Personal information
- Full name: Fiton Hajdari
- Date of birth: 19 September 1991 (age 33)
- Place of birth: Podujevo, Kosovo
- Height: 1.88 m (6 ft 2 in)
- Position(s): Left winger

Team information
- Current team: Vjosa
- Number: 11

Senior career*
- Years: Team / Apps / (Gls)
- 2015–2018: Trepça 89 / 26 / (11)
- 2018–2019: Llapi / 17 / (2)
- 2019–2022: Gjilani / 94 / (21)
- 2022–2023: Malisheva / 24 / (2)
- 2023–2024: Feronikeli / 22 / (2)
- 2024: Liria / 0 / (0)
- 2025–: Vjosa

= Fiton Hajdari =

Kosovar professional footballer (born 1991)

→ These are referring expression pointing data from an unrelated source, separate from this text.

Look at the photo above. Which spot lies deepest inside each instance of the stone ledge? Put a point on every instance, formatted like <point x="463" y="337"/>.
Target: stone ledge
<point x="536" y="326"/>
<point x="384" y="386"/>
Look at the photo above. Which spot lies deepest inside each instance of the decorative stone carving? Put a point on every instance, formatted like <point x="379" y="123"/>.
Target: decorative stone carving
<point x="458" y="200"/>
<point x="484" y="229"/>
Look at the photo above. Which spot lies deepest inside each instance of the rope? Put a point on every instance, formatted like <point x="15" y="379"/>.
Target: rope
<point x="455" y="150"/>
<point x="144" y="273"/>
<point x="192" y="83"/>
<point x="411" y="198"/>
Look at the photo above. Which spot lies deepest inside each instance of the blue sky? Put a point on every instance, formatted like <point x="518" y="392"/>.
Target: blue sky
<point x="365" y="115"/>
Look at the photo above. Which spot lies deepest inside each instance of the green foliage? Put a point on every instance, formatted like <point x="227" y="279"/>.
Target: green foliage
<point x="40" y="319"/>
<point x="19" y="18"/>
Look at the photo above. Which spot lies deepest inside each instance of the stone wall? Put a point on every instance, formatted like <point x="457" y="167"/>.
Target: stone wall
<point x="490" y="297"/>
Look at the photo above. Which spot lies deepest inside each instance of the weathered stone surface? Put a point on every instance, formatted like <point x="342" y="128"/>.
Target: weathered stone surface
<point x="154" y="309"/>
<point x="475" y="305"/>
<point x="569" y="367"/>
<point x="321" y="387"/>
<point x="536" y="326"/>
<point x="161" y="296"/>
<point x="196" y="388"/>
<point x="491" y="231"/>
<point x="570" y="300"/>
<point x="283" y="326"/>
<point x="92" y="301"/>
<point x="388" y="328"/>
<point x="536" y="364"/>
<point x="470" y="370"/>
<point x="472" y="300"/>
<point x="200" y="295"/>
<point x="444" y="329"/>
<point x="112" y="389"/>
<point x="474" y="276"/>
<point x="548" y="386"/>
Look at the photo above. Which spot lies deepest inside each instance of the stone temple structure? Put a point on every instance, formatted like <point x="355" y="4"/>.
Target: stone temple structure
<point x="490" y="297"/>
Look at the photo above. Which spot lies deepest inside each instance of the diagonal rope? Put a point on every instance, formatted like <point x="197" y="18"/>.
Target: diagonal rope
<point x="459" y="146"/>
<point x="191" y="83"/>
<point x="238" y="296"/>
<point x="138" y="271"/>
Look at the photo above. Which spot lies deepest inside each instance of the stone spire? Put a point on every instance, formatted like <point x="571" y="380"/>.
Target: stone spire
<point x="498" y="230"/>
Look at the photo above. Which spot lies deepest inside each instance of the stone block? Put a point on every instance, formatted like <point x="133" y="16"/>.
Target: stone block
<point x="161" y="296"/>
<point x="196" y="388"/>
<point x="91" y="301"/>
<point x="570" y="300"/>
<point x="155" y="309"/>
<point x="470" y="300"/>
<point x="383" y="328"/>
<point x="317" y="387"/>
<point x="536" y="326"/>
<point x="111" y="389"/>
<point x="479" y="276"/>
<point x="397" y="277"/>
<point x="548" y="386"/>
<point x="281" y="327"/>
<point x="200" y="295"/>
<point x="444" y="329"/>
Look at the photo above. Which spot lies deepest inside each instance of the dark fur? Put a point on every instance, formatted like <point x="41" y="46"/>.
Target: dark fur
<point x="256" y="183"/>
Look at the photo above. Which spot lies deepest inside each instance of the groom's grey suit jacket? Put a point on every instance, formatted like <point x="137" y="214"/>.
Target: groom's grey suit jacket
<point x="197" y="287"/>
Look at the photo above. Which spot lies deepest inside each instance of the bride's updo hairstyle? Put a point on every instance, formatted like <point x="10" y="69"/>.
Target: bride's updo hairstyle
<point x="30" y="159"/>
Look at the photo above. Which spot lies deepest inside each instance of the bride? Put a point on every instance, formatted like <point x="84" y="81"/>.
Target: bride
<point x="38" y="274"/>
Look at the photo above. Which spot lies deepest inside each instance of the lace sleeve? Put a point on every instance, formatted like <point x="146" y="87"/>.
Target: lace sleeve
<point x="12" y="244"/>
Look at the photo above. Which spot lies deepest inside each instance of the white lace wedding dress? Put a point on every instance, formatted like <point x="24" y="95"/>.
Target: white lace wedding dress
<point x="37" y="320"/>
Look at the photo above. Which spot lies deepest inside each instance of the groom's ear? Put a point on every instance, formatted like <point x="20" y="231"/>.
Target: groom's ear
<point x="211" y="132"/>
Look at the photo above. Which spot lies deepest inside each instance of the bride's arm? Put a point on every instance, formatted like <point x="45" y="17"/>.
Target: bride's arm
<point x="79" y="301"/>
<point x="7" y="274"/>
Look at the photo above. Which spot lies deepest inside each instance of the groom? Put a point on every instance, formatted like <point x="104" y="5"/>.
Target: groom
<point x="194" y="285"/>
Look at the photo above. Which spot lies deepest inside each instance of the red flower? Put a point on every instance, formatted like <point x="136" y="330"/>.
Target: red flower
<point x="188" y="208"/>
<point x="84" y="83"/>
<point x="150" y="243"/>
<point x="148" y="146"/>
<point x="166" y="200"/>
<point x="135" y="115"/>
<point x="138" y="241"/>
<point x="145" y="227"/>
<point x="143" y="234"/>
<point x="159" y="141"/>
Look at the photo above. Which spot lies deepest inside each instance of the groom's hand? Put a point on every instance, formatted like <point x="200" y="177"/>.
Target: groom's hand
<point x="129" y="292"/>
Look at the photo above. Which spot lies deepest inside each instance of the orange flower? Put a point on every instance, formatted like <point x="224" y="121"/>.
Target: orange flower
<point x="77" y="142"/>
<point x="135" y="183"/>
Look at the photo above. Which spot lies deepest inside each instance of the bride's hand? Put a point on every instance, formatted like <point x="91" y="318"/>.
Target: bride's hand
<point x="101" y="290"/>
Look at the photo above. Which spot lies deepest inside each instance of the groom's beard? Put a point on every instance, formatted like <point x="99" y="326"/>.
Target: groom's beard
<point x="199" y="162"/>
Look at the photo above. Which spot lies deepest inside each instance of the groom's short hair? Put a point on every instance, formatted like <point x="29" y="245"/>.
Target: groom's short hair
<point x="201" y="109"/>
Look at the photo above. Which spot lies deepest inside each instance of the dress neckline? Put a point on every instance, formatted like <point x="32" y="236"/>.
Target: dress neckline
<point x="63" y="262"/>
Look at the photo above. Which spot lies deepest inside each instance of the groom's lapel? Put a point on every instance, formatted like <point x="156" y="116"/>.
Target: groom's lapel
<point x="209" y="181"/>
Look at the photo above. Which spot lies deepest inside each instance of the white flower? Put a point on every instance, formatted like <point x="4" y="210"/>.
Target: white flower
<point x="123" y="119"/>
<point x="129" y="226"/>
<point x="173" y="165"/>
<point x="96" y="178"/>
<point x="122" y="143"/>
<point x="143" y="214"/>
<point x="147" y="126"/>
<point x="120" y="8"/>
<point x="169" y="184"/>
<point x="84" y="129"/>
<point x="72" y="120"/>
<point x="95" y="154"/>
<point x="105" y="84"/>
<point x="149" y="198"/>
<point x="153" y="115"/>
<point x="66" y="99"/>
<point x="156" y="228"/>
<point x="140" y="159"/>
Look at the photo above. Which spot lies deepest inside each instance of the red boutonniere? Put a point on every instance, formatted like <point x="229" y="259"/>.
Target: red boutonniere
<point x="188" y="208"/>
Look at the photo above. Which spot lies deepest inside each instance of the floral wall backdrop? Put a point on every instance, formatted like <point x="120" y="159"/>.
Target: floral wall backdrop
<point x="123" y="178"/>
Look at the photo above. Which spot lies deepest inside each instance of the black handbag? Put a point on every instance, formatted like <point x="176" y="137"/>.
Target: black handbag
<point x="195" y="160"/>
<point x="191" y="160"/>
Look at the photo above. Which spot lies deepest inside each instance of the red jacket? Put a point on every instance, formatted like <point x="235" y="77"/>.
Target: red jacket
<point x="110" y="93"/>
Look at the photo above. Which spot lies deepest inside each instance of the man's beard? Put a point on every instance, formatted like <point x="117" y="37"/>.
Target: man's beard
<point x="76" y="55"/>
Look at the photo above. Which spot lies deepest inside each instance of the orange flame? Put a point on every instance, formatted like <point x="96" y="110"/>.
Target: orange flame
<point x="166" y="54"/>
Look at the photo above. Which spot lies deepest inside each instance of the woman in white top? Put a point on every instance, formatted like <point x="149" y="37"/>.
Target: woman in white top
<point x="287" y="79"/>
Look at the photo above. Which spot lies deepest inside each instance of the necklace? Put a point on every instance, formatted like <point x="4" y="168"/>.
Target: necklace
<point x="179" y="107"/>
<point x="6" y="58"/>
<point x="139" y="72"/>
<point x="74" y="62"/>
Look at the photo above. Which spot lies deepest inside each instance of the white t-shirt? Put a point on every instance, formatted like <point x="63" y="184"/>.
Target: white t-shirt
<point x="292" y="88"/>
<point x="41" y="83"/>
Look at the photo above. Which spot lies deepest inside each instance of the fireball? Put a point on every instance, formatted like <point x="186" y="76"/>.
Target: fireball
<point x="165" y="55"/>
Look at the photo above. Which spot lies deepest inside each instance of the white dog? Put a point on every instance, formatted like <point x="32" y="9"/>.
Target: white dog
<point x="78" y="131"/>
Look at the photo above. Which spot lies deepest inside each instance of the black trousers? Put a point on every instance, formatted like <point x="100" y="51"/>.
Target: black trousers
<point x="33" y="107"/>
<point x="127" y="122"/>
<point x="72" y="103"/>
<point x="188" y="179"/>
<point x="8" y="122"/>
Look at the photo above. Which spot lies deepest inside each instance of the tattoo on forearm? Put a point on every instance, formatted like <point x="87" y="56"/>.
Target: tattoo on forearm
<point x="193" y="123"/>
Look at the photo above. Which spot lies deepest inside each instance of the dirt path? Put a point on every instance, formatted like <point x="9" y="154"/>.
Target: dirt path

Fiton Hajdari (born 19 September 1991) is a Kosovar professional footballer who plays as a left-winger for Football Superleague of Kosovo club Feronikeli.

==Club career==
===Trepça '89===
Hajdari played with Trepça 89 in the Football Superleague of Kosovo in 2017, Kosovo started participating in the Champions League qualifications where Trepça 89 took part in these competitions, their opponent was Vikingur Gota from the Faroe Islands where they lost the first match with a score of 2:1 and the scorer in the 39th minute was Fiton Hajdari where scored a super goal to equalize the result.

===Llapi===
Hajdari was transferred to Llapi in the summer of 2018. During his debut in the Super League of Kosovo, his opponent was Drenica.

===Gjilani===
Hajdari was transferred to Gjilani in the winter of 2019, where he stayed with the Gjilan team for about three years.

===Malisheva===
Hajdari was transferred to the Malisheva team in the summer of 2022, where he stayed for only one year

===Feronikeli===
Hajdari moved to Feronikeli In July 2023 and made his debut in the first match against Pristina where they lost with a score of 3:1 and the only goal for his team was scored by Hajdari.